Rate of Change (Please HELP): a metal rod L metres at temperature t ᵒC

[Ineedmathshelpasap]

The length of a metal rod L metres at temperature t ᵒC is given by:

L = 0.000009 t ² - 0.0006t + 4

1. Using the concept of derivative, find the rateof change of length with respect to temperature.
   
2. Hence determine the rate of change of length inmetres/ᵒC,the temperature is 103ᵒC.
   
   
   Please help! I think I could work it out if it was a +1 but because its +4, I'm unsure what to do. Could someone please take me through it asap
   
   

 

[Deleted member 4993]

The length of a metal rod L metres at temperature t ᵒC is given by:

L = 0.000009 t ² - 0.0006t + 4

1. Using the concept of derivative, find the rateof change of length with respect to temperature.
2. Hence determine the rate of change of length inmetres/ᵒC,the temperature is 103ᵒC.
   
   
   Please help! I think I could work it out if it was a +1 but because its +4, I'm unsure what to do. Could someone please take me through it asap
   
   

Could you please show us what you would have done if the equation was:

L = 0.000009 t ² - 0.0006t + 1

 

[Steven G]

Could you please show us what you would have done if the equation was:

L = 0.000009 t ² - 0.0006t + 1

Hey, that was going to be my comment!

 

[Ineedmathshelpasap]

Could you please show us what you would have done if the equation was:

L = 0.000009 t ² - 0.0006t + 1

would he answer be

a) dL/dt = 0.000018 - 0.0006t

b) 0.06 C/m² (slight guess

Or am I just way off on both

 

[ksdhart]

would he answer be

a) dL/dt = 0.000018 - 0.0006t

b) 0.06 C/m² (slight guess

Or am I just way off on both

You're close on both, but those are not the correct answers. Remember your derivative rules. I don't know what your book calls their theorems, but I'll refer to them as I learned them. First, you can use the Addition Rule to break apart the addition and subtraction into three separate derivatives.

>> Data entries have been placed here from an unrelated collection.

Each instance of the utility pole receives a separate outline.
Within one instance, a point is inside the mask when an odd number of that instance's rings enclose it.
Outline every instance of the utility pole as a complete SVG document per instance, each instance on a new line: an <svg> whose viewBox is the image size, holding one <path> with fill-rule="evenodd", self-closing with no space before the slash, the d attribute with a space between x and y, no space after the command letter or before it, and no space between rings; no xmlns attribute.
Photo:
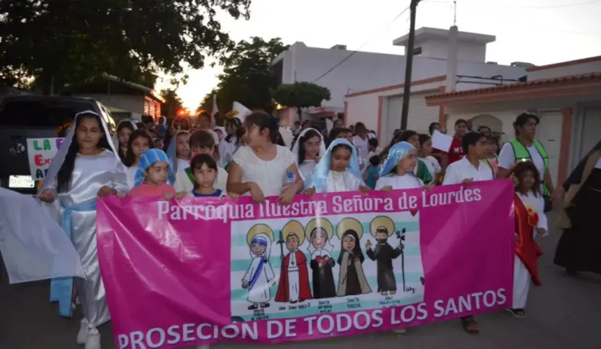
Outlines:
<svg viewBox="0 0 601 349"><path fill-rule="evenodd" d="M409 117L409 99L411 97L411 71L413 69L413 46L415 45L415 12L420 0L411 0L409 6L410 24L409 40L407 43L407 57L405 66L405 86L403 93L403 110L400 114L400 129L407 129L407 120Z"/></svg>

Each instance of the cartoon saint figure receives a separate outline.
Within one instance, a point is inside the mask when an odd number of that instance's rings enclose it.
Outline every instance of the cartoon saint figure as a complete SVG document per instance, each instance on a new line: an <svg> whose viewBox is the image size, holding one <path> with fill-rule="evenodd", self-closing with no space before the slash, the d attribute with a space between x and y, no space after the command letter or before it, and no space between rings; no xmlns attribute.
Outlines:
<svg viewBox="0 0 601 349"><path fill-rule="evenodd" d="M286 244L289 252L286 257L283 253L282 255L282 269L275 302L294 304L310 299L312 297L309 285L307 257L298 251L298 247L305 242L305 229L298 221L290 221L280 230L280 237L278 243Z"/></svg>
<svg viewBox="0 0 601 349"><path fill-rule="evenodd" d="M333 298L336 297L334 275L332 268L336 265L332 258L333 246L332 239L334 228L326 218L311 220L305 228L305 235L309 239L309 253L311 253L311 270L313 276L313 298Z"/></svg>
<svg viewBox="0 0 601 349"><path fill-rule="evenodd" d="M368 240L365 250L368 257L377 262L377 292L383 295L394 295L396 293L396 279L392 260L400 255L403 245L400 243L396 248L393 248L388 243L388 237L394 233L394 222L391 218L377 216L372 220L370 228L372 235L375 237L376 246L372 250L371 242Z"/></svg>
<svg viewBox="0 0 601 349"><path fill-rule="evenodd" d="M361 222L355 218L343 219L336 227L340 239L340 256L338 265L338 297L364 295L372 292L363 273L363 262L365 258L359 241L363 235Z"/></svg>
<svg viewBox="0 0 601 349"><path fill-rule="evenodd" d="M246 236L252 262L242 279L242 288L248 288L249 310L267 308L271 299L270 287L275 284L275 275L269 264L273 232L265 224L250 228Z"/></svg>

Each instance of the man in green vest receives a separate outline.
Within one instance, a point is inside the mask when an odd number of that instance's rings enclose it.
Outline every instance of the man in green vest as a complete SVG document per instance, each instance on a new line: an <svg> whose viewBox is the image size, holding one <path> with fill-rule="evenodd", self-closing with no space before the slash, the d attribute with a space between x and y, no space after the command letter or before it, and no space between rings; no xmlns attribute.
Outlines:
<svg viewBox="0 0 601 349"><path fill-rule="evenodd" d="M524 112L518 116L514 123L516 138L503 144L499 154L499 173L498 177L506 178L509 169L519 161L532 161L540 172L542 188L541 191L546 202L549 202L554 195L554 186L549 172L549 154L542 144L535 139L539 118L536 114ZM548 209L550 209L550 205Z"/></svg>

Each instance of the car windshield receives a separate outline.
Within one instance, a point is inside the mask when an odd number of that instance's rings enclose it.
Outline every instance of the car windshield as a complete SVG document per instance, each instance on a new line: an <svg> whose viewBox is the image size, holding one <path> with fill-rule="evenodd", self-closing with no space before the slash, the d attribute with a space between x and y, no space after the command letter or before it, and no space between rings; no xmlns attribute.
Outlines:
<svg viewBox="0 0 601 349"><path fill-rule="evenodd" d="M2 127L52 127L72 122L90 103L66 101L6 101L0 112Z"/></svg>

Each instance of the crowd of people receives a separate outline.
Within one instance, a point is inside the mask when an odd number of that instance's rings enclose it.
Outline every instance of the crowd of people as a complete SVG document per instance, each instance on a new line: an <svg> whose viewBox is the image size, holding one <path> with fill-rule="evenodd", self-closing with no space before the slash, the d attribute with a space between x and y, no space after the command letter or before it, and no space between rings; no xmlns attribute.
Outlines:
<svg viewBox="0 0 601 349"><path fill-rule="evenodd" d="M86 349L100 348L97 327L110 319L96 257L96 202L111 195L176 200L249 195L256 202L277 196L281 205L289 205L299 194L432 190L437 185L511 178L516 191L516 257L508 310L517 318L526 316L530 283L540 284L535 237L548 234L546 202L549 206L559 195L549 174L549 157L535 140L535 114L518 116L516 138L501 147L500 137L489 128L471 131L467 121L457 120L449 151L432 147L433 133L442 129L437 123L430 126L429 134L397 130L382 148L375 132L361 122L345 126L342 119L335 120L329 132L306 121L289 130L263 112L227 117L222 127L213 122L204 112L168 124L162 117L156 124L126 120L111 139L97 114L76 115L39 198L46 209L60 213L87 276L73 284L53 280L51 295L64 316L71 315L73 304L81 306L84 319L77 340ZM568 225L556 262L572 274L601 274L595 253L601 242L591 234L593 214L601 202L600 158L601 142L565 185L570 193L564 204ZM461 323L468 333L479 332L473 316L461 318Z"/></svg>

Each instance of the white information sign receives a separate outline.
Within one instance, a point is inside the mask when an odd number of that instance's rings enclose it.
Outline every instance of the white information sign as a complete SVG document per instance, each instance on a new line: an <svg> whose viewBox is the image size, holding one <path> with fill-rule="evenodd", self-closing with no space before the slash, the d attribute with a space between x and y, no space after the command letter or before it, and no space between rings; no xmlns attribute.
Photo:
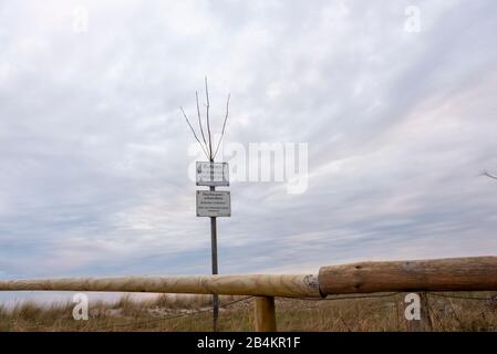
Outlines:
<svg viewBox="0 0 497 354"><path fill-rule="evenodd" d="M229 186L229 168L227 163L198 163L197 186L227 187Z"/></svg>
<svg viewBox="0 0 497 354"><path fill-rule="evenodd" d="M197 190L197 217L230 217L229 191Z"/></svg>

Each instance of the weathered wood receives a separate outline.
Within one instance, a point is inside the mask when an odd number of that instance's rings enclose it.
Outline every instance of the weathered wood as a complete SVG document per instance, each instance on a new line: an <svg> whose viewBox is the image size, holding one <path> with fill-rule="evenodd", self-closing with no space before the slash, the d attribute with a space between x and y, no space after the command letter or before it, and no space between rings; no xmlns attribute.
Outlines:
<svg viewBox="0 0 497 354"><path fill-rule="evenodd" d="M320 269L318 280L323 295L497 290L497 257L330 266Z"/></svg>
<svg viewBox="0 0 497 354"><path fill-rule="evenodd" d="M420 295L420 320L407 321L407 330L410 332L432 332L433 324L429 313L429 302L426 292L417 293Z"/></svg>
<svg viewBox="0 0 497 354"><path fill-rule="evenodd" d="M256 332L276 332L275 298L258 296L255 301Z"/></svg>
<svg viewBox="0 0 497 354"><path fill-rule="evenodd" d="M0 291L107 291L319 298L315 275L185 275L0 281Z"/></svg>

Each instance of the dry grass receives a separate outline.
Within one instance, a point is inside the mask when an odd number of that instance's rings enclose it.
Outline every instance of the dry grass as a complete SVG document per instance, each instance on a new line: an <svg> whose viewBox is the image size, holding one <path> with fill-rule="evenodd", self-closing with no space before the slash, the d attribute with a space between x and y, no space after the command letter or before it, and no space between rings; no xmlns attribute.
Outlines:
<svg viewBox="0 0 497 354"><path fill-rule="evenodd" d="M433 331L497 331L495 293L457 294L493 298L463 300L428 295ZM115 303L90 303L89 321L72 317L72 303L41 306L27 302L0 306L0 331L210 331L210 296L162 295L137 302L124 295ZM251 331L252 300L227 296L220 331ZM279 331L408 331L404 294L387 298L306 301L277 299Z"/></svg>

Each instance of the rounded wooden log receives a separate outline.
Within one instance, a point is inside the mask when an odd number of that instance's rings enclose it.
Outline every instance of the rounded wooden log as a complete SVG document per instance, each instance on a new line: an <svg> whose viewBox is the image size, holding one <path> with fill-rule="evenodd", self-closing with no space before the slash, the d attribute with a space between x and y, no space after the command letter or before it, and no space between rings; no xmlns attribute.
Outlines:
<svg viewBox="0 0 497 354"><path fill-rule="evenodd" d="M497 257L330 266L320 269L318 280L323 295L497 290Z"/></svg>
<svg viewBox="0 0 497 354"><path fill-rule="evenodd" d="M256 332L276 332L275 298L258 296L255 301Z"/></svg>
<svg viewBox="0 0 497 354"><path fill-rule="evenodd" d="M261 296L320 296L311 274L65 278L0 281L0 291L105 291Z"/></svg>

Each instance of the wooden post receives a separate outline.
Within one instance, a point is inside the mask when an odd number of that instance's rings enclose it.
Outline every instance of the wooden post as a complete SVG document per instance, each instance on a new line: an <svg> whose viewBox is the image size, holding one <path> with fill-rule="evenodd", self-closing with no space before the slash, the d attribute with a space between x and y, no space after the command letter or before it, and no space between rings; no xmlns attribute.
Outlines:
<svg viewBox="0 0 497 354"><path fill-rule="evenodd" d="M276 332L273 296L257 296L255 302L256 332Z"/></svg>
<svg viewBox="0 0 497 354"><path fill-rule="evenodd" d="M210 134L209 134L210 143ZM214 180L214 158L210 157L210 180ZM216 187L210 186L210 191L215 191ZM217 223L216 218L210 218L210 246L213 256L213 275L218 274L217 269ZM217 332L217 317L219 316L219 296L218 294L213 294L213 331Z"/></svg>
<svg viewBox="0 0 497 354"><path fill-rule="evenodd" d="M418 292L420 295L420 320L412 320L407 322L407 330L410 332L432 332L432 317L429 316L429 303L426 292Z"/></svg>

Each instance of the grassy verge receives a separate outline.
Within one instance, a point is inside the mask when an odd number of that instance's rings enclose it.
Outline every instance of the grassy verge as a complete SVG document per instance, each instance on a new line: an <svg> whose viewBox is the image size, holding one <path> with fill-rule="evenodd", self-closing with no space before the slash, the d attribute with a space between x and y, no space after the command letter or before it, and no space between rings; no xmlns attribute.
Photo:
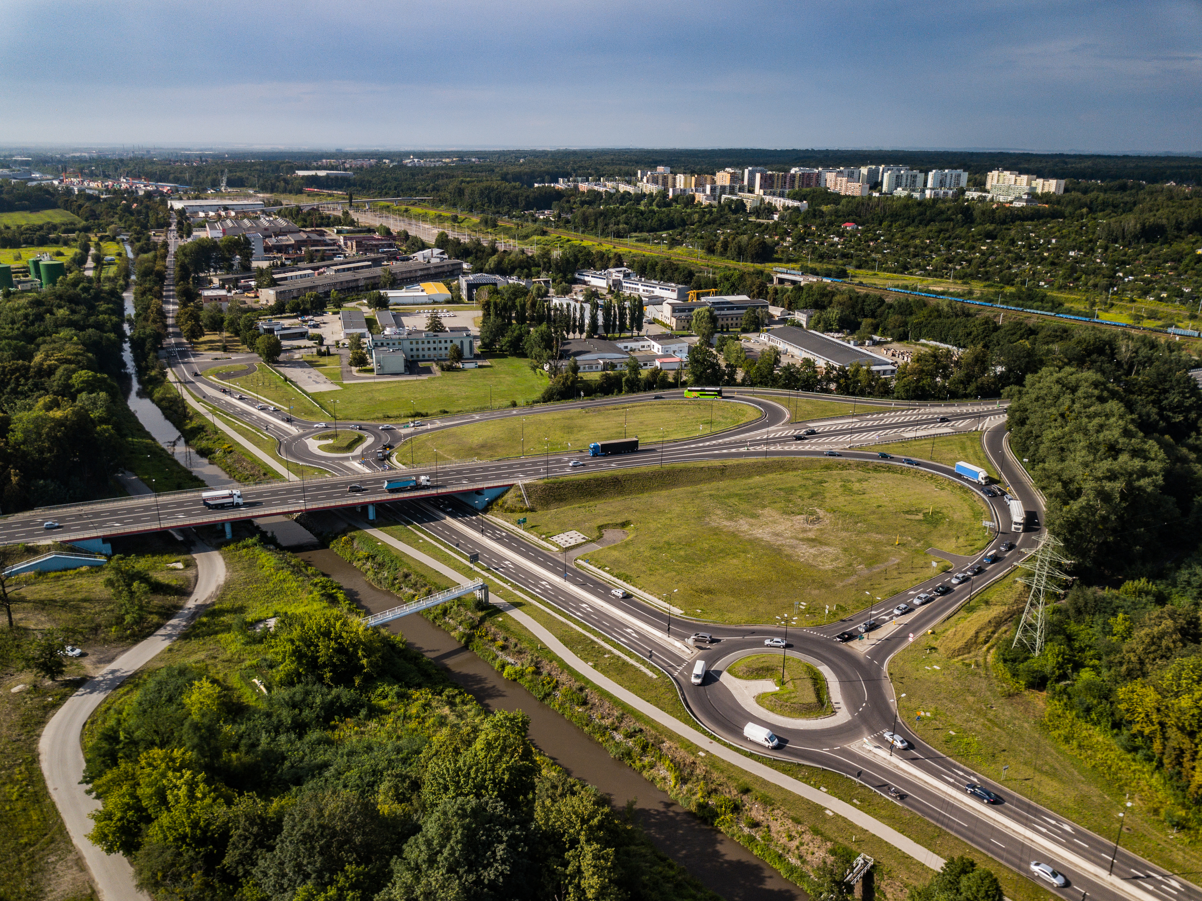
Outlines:
<svg viewBox="0 0 1202 901"><path fill-rule="evenodd" d="M0 829L0 897L12 901L53 897L83 901L95 897L58 808L46 790L37 762L37 742L46 723L88 674L118 657L131 644L157 628L186 598L195 583L191 557L174 553L169 539L115 542L118 553L135 554L151 589L145 617L124 628L120 611L105 587L103 568L30 574L16 579L16 628L0 638L0 793L5 799ZM49 548L29 548L31 554ZM179 562L183 569L168 563ZM13 592L10 584L8 591ZM42 629L60 629L87 656L69 658L56 681L24 669L20 651ZM114 628L118 631L114 632ZM18 690L18 686L26 686Z"/></svg>
<svg viewBox="0 0 1202 901"><path fill-rule="evenodd" d="M897 466L767 460L613 472L525 487L500 505L543 536L605 527L627 538L589 562L653 595L673 593L686 615L770 622L802 608L858 609L932 574L927 549L984 547L982 505L964 488ZM721 578L714 578L721 573Z"/></svg>
<svg viewBox="0 0 1202 901"><path fill-rule="evenodd" d="M858 449L858 448L857 448ZM998 481L998 470L994 469L984 447L981 444L980 431L962 431L956 435L940 435L934 438L911 438L909 441L891 441L885 444L867 444L864 450L883 450L895 457L914 457L915 459L930 460L944 466L954 466L958 461L971 463L989 473L994 482Z"/></svg>
<svg viewBox="0 0 1202 901"><path fill-rule="evenodd" d="M386 531L464 575L471 574L466 562L450 554L421 530L386 526ZM383 553L392 551L383 548ZM409 560L405 566L417 568ZM613 679L682 722L692 723L668 679L662 675L651 679L619 657L607 654L600 644L576 628L518 598L496 574L489 573L486 579L494 596L532 616L573 654L587 661L591 670ZM596 688L588 674L577 674L511 617L494 615L477 621L457 603L423 615L451 629L478 656L504 672L506 678L522 681L540 699L602 744L613 757L638 770L682 805L731 835L798 884L813 890L815 885L811 873L839 847L870 854L879 861L881 876L877 891L886 897L904 897L908 887L924 884L930 878L932 871L918 861L875 836L853 833L849 823L828 815L822 805L707 754L702 748ZM593 633L589 627L577 625ZM532 675L530 667L534 667ZM547 676L565 685L567 691L561 687L559 698L551 697L543 681ZM560 699L565 698L570 703L561 703ZM968 854L984 861L998 873L1006 896L1013 901L1051 899L1040 885L988 860L980 851L853 780L802 765L773 765L793 778L859 806L941 857Z"/></svg>
<svg viewBox="0 0 1202 901"><path fill-rule="evenodd" d="M739 395L728 395L739 396ZM810 419L828 419L835 416L851 416L863 413L883 413L888 410L905 410L904 406L889 407L874 404L861 402L856 399L849 400L814 400L813 398L797 398L787 394L755 394L749 396L772 400L787 408L790 422L804 423Z"/></svg>
<svg viewBox="0 0 1202 901"><path fill-rule="evenodd" d="M319 469L316 466L304 466L304 465L298 464L296 460L285 460L275 450L275 448L276 448L276 441L275 441L275 438L268 437L263 432L257 431L255 429L251 429L249 425L246 425L245 423L240 422L239 419L234 419L231 416L226 416L220 410L218 410L216 407L214 407L212 404L206 404L204 401L201 401L201 405L207 411L209 411L209 416L215 416L225 425L230 426L236 432L238 432L239 435L242 435L250 443L252 443L260 450L262 450L268 457L270 457L273 460L275 460L276 463L279 463L286 470L291 470L292 472L297 473L298 476L299 475L304 475L305 478L323 478L325 476L329 475L328 470L322 470L322 469ZM237 447L237 446L236 444L231 444L231 447ZM261 460L256 459L255 463L258 464L260 466L262 466L262 461ZM264 467L264 472L268 473L268 476L266 476L266 477L279 477L279 475L280 475L279 472L276 472L274 470L269 470L267 467Z"/></svg>
<svg viewBox="0 0 1202 901"><path fill-rule="evenodd" d="M784 679L781 679L784 662ZM781 716L809 718L831 712L826 679L816 667L796 657L754 654L726 668L736 679L770 679L778 691L756 696L756 704Z"/></svg>
<svg viewBox="0 0 1202 901"><path fill-rule="evenodd" d="M696 437L745 423L758 414L745 404L721 401L656 400L632 404L629 408L594 407L559 410L528 418L507 417L460 425L456 429L410 438L417 463L433 464L435 455L446 460L493 460L502 457L588 450L593 441L639 437L644 444ZM549 438L549 442L547 441Z"/></svg>
<svg viewBox="0 0 1202 901"><path fill-rule="evenodd" d="M83 225L83 220L79 216L75 213L67 213L65 209L43 209L37 213L24 213L20 210L0 213L0 225L5 226L44 225L46 222L67 226Z"/></svg>
<svg viewBox="0 0 1202 901"><path fill-rule="evenodd" d="M889 669L899 712L938 751L1107 841L1130 798L1131 831L1123 834L1123 846L1170 872L1197 870L1197 849L1150 810L1153 799L1131 792L1115 771L1087 765L1053 738L1046 696L1016 688L994 662L993 651L1010 634L1025 597L1013 578L1006 579L897 655ZM916 721L920 710L924 716Z"/></svg>
<svg viewBox="0 0 1202 901"><path fill-rule="evenodd" d="M349 454L367 441L367 436L361 431L346 429L344 431L323 431L321 435L315 435L314 441L323 442L317 444L317 449L327 454Z"/></svg>
<svg viewBox="0 0 1202 901"><path fill-rule="evenodd" d="M344 383L343 390L329 393L337 394L337 398L322 396L321 402L328 406L337 401L339 419L403 420L412 414L434 416L486 410L489 406L522 406L537 400L547 387L547 376L534 372L525 359L489 354L484 358L490 365L444 372L429 378L347 382ZM328 359L335 360L337 357ZM260 366L258 372L233 378L227 384L252 390L280 407L296 404L297 416L310 419L333 416L317 407L293 386L285 384L278 374L263 372L263 369L266 368Z"/></svg>

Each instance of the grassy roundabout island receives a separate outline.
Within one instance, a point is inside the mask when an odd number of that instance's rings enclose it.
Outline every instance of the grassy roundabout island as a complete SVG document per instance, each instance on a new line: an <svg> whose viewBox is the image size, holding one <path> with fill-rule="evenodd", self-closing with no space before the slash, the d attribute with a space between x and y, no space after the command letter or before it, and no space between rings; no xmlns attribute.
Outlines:
<svg viewBox="0 0 1202 901"><path fill-rule="evenodd" d="M816 667L797 657L785 657L785 680L780 679L781 655L754 654L734 661L726 672L736 679L770 679L774 692L762 692L755 702L764 710L797 720L828 716L834 712L826 679Z"/></svg>
<svg viewBox="0 0 1202 901"><path fill-rule="evenodd" d="M650 593L676 591L686 615L716 622L772 622L799 602L801 623L821 623L946 569L929 548L972 554L988 539L971 491L887 464L689 464L525 490L529 512L517 489L498 505L511 521L545 536L625 529L588 561Z"/></svg>
<svg viewBox="0 0 1202 901"><path fill-rule="evenodd" d="M760 416L748 404L712 400L657 400L626 405L512 416L421 435L404 455L417 465L450 460L495 460L588 450L594 441L638 437L642 446L691 438L742 425ZM549 440L549 441L548 441ZM412 447L409 447L412 444Z"/></svg>
<svg viewBox="0 0 1202 901"><path fill-rule="evenodd" d="M367 436L362 431L345 429L340 431L323 431L320 435L314 435L313 440L325 442L317 444L317 449L322 453L349 454L367 441Z"/></svg>

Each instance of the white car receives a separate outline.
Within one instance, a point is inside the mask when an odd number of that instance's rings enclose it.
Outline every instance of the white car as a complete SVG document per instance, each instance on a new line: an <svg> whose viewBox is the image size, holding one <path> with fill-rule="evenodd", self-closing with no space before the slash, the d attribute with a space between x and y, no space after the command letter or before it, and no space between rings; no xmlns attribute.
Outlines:
<svg viewBox="0 0 1202 901"><path fill-rule="evenodd" d="M1039 860L1031 861L1031 872L1039 876L1041 879L1047 879L1058 889L1063 889L1069 884L1069 881L1064 878L1060 873L1052 869L1049 864L1041 864Z"/></svg>

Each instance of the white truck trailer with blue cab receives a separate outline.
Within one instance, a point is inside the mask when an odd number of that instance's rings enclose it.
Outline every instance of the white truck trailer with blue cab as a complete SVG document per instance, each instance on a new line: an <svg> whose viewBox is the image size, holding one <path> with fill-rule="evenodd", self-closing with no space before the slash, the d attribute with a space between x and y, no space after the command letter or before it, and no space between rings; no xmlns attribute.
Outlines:
<svg viewBox="0 0 1202 901"><path fill-rule="evenodd" d="M964 478L970 478L978 485L989 484L989 473L982 470L980 466L974 466L970 463L964 463L960 460L956 464L956 475L963 476Z"/></svg>

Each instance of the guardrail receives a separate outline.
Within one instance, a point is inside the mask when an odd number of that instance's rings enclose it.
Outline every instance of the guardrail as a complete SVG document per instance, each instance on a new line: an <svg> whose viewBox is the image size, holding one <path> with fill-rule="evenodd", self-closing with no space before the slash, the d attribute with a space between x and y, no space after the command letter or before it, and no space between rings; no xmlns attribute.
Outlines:
<svg viewBox="0 0 1202 901"><path fill-rule="evenodd" d="M435 595L427 595L423 598L410 601L407 604L394 607L391 610L385 610L383 613L374 613L370 616L363 616L359 622L364 626L382 626L386 622L399 620L401 616L409 616L411 613L421 613L422 610L428 610L432 607L445 604L447 601L454 601L457 597L463 597L464 595L470 595L472 592L482 592L483 599L486 602L488 601L488 585L484 584L483 579L476 579L466 585L457 585L453 589L439 591Z"/></svg>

L = 0.000009t² - 0.0006t + 1

\(\displaystyle \frac{dL}{dt}=\frac{d}{dt}\left(0.000009t^2\right)-\frac{d}{dt}\left(0.0006t\right)+\frac{d}{dt}\left(1\right)\)

Now you can use the Constant Multiple Rule. 0.000009 and 0.0006 are just constants, so you can pull them outside of the derivative operator.

\(\displaystyle \frac{dL}{dt}=0.000009\cdot \frac{d}{dt}\left(t^2\right)-0.0006\cdot \frac{d}{dt} \left(t\right)+\frac{d}{dt}\left(1\right)\)

Now, you try continuing from here, keeping in mind that the derivative of t² will itself be a function of t.